Dat stellen Kees den Blanken en Ad van Wijk. Beide heren hebben een lange loopbaan op CEO-niveau in de energiesector achter de rug. Volgens hen ontbreekt het aan samenhang, urgentie op deelgebieden en worden de verkeerde keuzes gemaakt.
Hoe definieert u de energietransitie?
Den Blanken: “Meer duurzame energie is niet het hele verhaal. Transitie vraagt om nieuw systeemontwerp. In een samenhangend systeem gaat energie nooit verloren, bij omzetting komt alleen CO2 vrij en raken we kwaliteit kwijt. In het huidige beleid ontbreekt de samenhang tussen warmte en elektriciteit.”
Van Wijk: “De transitie moet tot een echt duurzaam energiesysteem leiden, dus meer dan alleen CO2 neutraal. Met bijstook van biomassa in kolencentrales zitten we op de verkeerde weg. Biomassa draagt alleen aan de transitie bij als de chemie de daarin gelegen koolstof ook nuttig gebruikt.”
Wat is op dit moment de status van het Energieakkoord?
“Belabberd,” reageert Den Blanken. “Bij het Energieakkoord werden kolen en duurzaam tegen elkaar uitgeruild. Sinds de ondertekening zijn we met het klimaat niet opgeschoten. CO2-reductie is vooral aan andere broeikasgassen toe te schrijven, aan recycling van afval en aan waterzuivering. Ik betwijfel of de verwachte innovaties wel op tijd komen om onze consumptie (van vlees, vliegverkeer, douchewater) binnen de perken te houden.”

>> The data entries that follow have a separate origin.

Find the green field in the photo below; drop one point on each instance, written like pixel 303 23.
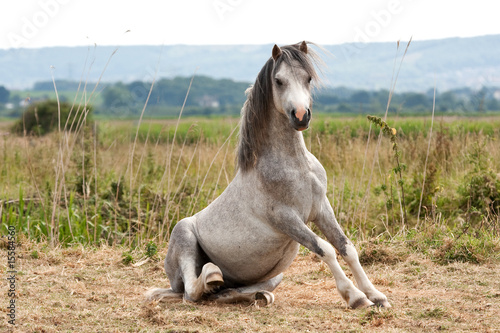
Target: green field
pixel 121 182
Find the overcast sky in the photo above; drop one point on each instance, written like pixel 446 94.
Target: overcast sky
pixel 40 23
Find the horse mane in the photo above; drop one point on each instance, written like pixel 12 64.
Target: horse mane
pixel 256 112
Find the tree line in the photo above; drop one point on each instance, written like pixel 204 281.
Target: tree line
pixel 209 96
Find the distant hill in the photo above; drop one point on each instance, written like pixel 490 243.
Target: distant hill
pixel 453 63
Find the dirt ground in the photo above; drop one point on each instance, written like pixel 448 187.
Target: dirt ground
pixel 91 290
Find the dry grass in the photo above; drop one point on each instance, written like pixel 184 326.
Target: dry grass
pixel 90 290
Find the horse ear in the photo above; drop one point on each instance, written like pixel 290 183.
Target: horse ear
pixel 276 52
pixel 303 47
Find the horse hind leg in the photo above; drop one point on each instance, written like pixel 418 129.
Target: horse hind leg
pixel 260 292
pixel 161 294
pixel 206 283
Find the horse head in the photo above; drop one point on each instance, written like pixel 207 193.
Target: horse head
pixel 291 84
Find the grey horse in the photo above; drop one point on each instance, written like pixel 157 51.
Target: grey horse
pixel 238 247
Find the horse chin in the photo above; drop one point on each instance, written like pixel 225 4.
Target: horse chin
pixel 301 128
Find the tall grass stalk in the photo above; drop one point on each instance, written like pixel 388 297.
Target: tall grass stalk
pixel 427 156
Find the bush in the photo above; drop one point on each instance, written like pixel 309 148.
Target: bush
pixel 43 117
pixel 480 190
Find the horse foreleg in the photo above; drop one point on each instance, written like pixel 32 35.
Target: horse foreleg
pixel 352 295
pixel 290 223
pixel 327 223
pixel 257 292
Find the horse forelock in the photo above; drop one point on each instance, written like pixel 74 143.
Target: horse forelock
pixel 256 112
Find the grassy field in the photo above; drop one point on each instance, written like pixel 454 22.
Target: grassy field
pixel 86 207
pixel 85 289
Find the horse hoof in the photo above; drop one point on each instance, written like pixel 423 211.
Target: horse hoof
pixel 383 303
pixel 265 296
pixel 213 275
pixel 361 303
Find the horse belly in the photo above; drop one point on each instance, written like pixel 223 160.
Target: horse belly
pixel 248 254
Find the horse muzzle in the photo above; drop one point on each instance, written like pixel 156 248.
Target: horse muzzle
pixel 300 118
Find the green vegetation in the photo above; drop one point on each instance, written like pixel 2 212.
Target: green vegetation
pixel 46 116
pixel 112 186
pixel 224 97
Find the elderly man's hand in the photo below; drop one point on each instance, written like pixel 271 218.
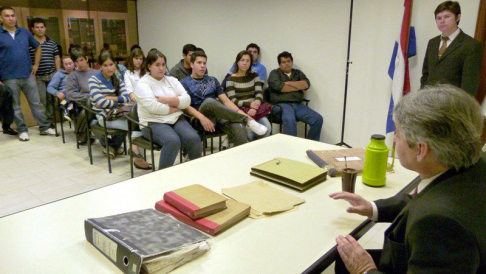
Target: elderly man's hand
pixel 354 256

“Ik ben hoopvol. Tenders voor wind op zee komen zonder subsidies op gang maar er kan zeker een tandje bij”, nuanceert Van Wijk. “We zullen elk jaar minimaal drie Gigawatt aan windturbines offshore moeten bouwen terwijl het installeren van zonnepanelen sneller dient te gaan. In de gebouwde omgeving en bij de industrie moeten meer verplichtingen komen. Mocht dat niet gebeuren, dan volgen er sancties.”
Hoe kan de industrie en de gebouwde omgeving slagen maken?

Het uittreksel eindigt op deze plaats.